After years of refusal, a couple of weeks ago I finally crumbled under the pressure and got myself a Facebook account. I've had a Space for years but have never been the least bit interested in its "social networking" aspect, choosing instead to view it exclusively as an easy and free way to distribute my music. In actual fact, when I first discovered MySpace, I had thought that it was solely for musicians to use to promote themselves. Imagine my horror when I discovered that there were hundreds of millions of "ordinary" people on there too, with no appreciable talent of any kind, using it to illiterately broadcast to the world every banal triviality that happened to pop into their heads.
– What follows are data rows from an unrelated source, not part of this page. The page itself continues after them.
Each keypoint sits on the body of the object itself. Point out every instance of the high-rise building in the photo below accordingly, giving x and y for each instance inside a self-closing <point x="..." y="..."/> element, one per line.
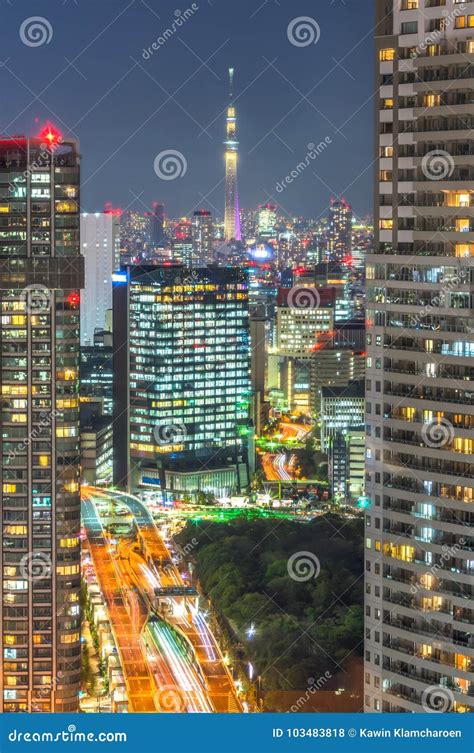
<point x="157" y="224"/>
<point x="302" y="316"/>
<point x="341" y="407"/>
<point x="340" y="230"/>
<point x="182" y="242"/>
<point x="100" y="242"/>
<point x="135" y="236"/>
<point x="202" y="238"/>
<point x="181" y="379"/>
<point x="420" y="346"/>
<point x="232" y="210"/>
<point x="266" y="221"/>
<point x="41" y="273"/>
<point x="96" y="372"/>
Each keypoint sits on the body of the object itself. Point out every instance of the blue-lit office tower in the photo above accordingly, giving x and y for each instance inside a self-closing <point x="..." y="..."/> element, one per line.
<point x="181" y="379"/>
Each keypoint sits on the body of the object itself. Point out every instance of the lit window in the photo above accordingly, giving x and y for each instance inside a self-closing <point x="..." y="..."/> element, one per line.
<point x="432" y="100"/>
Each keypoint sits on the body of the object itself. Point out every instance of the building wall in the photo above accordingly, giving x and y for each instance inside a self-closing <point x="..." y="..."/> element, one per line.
<point x="40" y="277"/>
<point x="99" y="242"/>
<point x="420" y="646"/>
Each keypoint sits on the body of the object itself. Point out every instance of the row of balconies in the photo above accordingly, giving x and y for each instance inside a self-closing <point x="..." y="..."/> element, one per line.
<point x="459" y="614"/>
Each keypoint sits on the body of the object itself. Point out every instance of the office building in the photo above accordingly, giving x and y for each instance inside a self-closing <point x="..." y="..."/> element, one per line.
<point x="341" y="407"/>
<point x="96" y="449"/>
<point x="41" y="274"/>
<point x="135" y="236"/>
<point x="157" y="225"/>
<point x="202" y="238"/>
<point x="100" y="242"/>
<point x="181" y="379"/>
<point x="266" y="222"/>
<point x="96" y="373"/>
<point x="303" y="315"/>
<point x="182" y="242"/>
<point x="419" y="624"/>
<point x="339" y="230"/>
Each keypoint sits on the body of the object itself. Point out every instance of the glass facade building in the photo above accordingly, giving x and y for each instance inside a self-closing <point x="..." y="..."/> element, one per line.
<point x="181" y="371"/>
<point x="41" y="273"/>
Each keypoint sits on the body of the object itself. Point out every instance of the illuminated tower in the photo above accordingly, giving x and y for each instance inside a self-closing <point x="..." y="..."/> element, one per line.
<point x="41" y="272"/>
<point x="232" y="212"/>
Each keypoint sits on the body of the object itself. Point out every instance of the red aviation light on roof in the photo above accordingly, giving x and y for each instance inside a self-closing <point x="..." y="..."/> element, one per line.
<point x="50" y="136"/>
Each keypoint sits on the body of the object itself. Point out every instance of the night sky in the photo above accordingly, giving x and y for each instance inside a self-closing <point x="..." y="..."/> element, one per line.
<point x="91" y="80"/>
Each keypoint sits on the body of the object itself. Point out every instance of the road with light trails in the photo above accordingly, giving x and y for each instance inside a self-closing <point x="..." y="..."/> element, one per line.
<point x="279" y="467"/>
<point x="220" y="687"/>
<point x="124" y="614"/>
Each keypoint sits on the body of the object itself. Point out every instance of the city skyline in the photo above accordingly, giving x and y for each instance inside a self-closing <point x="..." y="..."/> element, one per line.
<point x="277" y="116"/>
<point x="236" y="425"/>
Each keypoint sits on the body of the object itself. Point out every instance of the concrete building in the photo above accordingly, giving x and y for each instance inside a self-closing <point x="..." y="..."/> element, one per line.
<point x="41" y="274"/>
<point x="419" y="624"/>
<point x="100" y="242"/>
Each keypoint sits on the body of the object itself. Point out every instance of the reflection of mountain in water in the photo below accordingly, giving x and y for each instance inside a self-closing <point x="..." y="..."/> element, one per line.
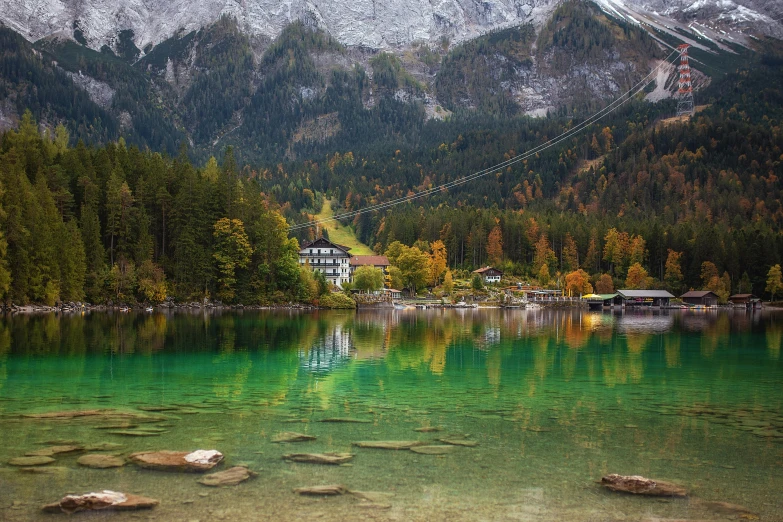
<point x="332" y="350"/>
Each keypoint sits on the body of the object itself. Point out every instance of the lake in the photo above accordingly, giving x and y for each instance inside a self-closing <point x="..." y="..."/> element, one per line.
<point x="553" y="399"/>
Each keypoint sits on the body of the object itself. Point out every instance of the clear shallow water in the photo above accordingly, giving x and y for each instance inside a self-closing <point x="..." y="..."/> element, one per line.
<point x="555" y="399"/>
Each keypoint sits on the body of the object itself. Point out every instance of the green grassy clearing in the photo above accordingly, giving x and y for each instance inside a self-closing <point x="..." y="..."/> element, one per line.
<point x="340" y="234"/>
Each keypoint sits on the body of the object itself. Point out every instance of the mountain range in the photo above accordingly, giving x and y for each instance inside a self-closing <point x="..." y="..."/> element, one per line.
<point x="298" y="78"/>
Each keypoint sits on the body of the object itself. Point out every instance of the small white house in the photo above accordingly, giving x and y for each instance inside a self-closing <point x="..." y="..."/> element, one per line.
<point x="489" y="274"/>
<point x="330" y="258"/>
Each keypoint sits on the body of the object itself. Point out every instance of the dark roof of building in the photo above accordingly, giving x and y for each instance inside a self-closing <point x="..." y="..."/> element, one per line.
<point x="644" y="294"/>
<point x="322" y="242"/>
<point x="698" y="294"/>
<point x="487" y="269"/>
<point x="369" y="261"/>
<point x="599" y="297"/>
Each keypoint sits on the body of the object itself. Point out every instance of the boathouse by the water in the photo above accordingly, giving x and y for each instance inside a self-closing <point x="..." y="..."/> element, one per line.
<point x="747" y="300"/>
<point x="700" y="298"/>
<point x="643" y="297"/>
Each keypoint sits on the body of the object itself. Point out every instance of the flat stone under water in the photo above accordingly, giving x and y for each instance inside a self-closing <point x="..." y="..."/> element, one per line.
<point x="513" y="415"/>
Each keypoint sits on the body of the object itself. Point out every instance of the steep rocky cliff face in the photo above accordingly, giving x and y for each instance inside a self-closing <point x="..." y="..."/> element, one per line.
<point x="368" y="23"/>
<point x="219" y="73"/>
<point x="375" y="24"/>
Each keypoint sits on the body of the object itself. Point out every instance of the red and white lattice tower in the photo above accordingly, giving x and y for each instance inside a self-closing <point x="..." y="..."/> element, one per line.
<point x="685" y="91"/>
When Facebook appeared on the scene, an immediate generation/class gap opened between the adults/middle classes, who used Facebook, and the kids/chavs, who used MySpace (and then there was Bebo, for those for whom even MySpace was too intellectual, but we won't even go there). But I shied away even from this, deciding that it was better to have a handful of friends in real life whom one actually met face-to-face, and went for real drinks with in real pubs, than 500 "friends" most of whom you probably didn't even actually know, and wouldn't like even if you did; and besides, even Facebook seemed to suffer from a sort of debilitating infantilism, with its litany of superpokes, time-wasting games, throwing dead sheep at one's friends, and other such nonsense.
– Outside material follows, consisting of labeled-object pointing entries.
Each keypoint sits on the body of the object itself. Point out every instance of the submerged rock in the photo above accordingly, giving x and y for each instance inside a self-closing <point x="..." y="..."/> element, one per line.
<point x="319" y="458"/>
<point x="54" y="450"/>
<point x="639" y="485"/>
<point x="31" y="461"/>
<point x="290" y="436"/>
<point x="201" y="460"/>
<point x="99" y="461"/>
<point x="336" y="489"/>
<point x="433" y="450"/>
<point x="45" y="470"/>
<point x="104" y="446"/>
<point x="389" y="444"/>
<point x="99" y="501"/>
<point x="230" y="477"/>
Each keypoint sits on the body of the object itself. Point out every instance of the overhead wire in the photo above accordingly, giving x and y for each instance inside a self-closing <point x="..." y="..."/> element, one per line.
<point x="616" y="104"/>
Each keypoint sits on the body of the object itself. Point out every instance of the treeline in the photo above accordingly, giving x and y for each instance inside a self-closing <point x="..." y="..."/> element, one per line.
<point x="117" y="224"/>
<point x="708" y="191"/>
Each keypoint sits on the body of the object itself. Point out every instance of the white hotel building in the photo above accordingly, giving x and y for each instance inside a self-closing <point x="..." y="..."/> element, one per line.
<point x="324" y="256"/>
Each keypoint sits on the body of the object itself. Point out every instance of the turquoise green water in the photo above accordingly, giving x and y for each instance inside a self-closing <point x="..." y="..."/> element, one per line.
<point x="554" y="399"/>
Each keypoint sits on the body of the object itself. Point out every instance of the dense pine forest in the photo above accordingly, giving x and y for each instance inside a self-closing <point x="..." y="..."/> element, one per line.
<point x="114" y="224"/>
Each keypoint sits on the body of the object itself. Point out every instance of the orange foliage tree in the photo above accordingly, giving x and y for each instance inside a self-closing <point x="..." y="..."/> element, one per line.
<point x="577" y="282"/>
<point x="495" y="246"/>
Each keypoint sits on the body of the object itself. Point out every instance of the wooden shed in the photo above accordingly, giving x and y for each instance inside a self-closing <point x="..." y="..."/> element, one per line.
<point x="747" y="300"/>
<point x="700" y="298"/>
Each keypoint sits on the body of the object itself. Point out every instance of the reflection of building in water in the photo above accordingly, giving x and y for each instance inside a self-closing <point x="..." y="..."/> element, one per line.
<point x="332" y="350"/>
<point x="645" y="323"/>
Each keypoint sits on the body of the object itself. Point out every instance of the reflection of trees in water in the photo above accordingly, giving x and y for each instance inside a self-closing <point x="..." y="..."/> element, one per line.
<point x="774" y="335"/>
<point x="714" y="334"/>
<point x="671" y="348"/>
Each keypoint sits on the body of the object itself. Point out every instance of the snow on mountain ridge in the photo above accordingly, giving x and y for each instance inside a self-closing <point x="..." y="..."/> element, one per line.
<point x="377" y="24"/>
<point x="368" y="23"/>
When, a year ago or so, I realized that I had somehow accrued a circle of actual friends - who were asking why I wasn't on Facebook - and was actually interested in what they were up to, I started getting my fiancée to add them to her page, but eventually she got so sick of this that I caved in and got my own account. In the first week or so, many hours were lost tracking down people I hadn't seen in years, seeing what my friends were up to, writing about what I was up to and generally trying to get my head around all of Facebook's various features - and the etiquette of its use.
One of the nice things about it is being able to hide from your news feed the people who write loads of stuff you have no real interest in. The downside of this is, of course, that other people can hide you too, and you have no way of knowing whether they have done so. The irritation comes from realizing that you could be blindly posting your thoughts away into the ether, with the possibility that not a single person is actually looking at them. It becomes disconcerting and, ultimately, dispiriting when no-one comments on what you are writing - so much so, in fact, that I've already pretty much given up and rarely post anything on there anymore.
The verdict? Facebook is all right. Most of what's on there is rubbish, but it's pretty useful if, as I do, you have lots of family or friends who live far away and want to feel a bit more connected to them. The novelty soon wears off, however.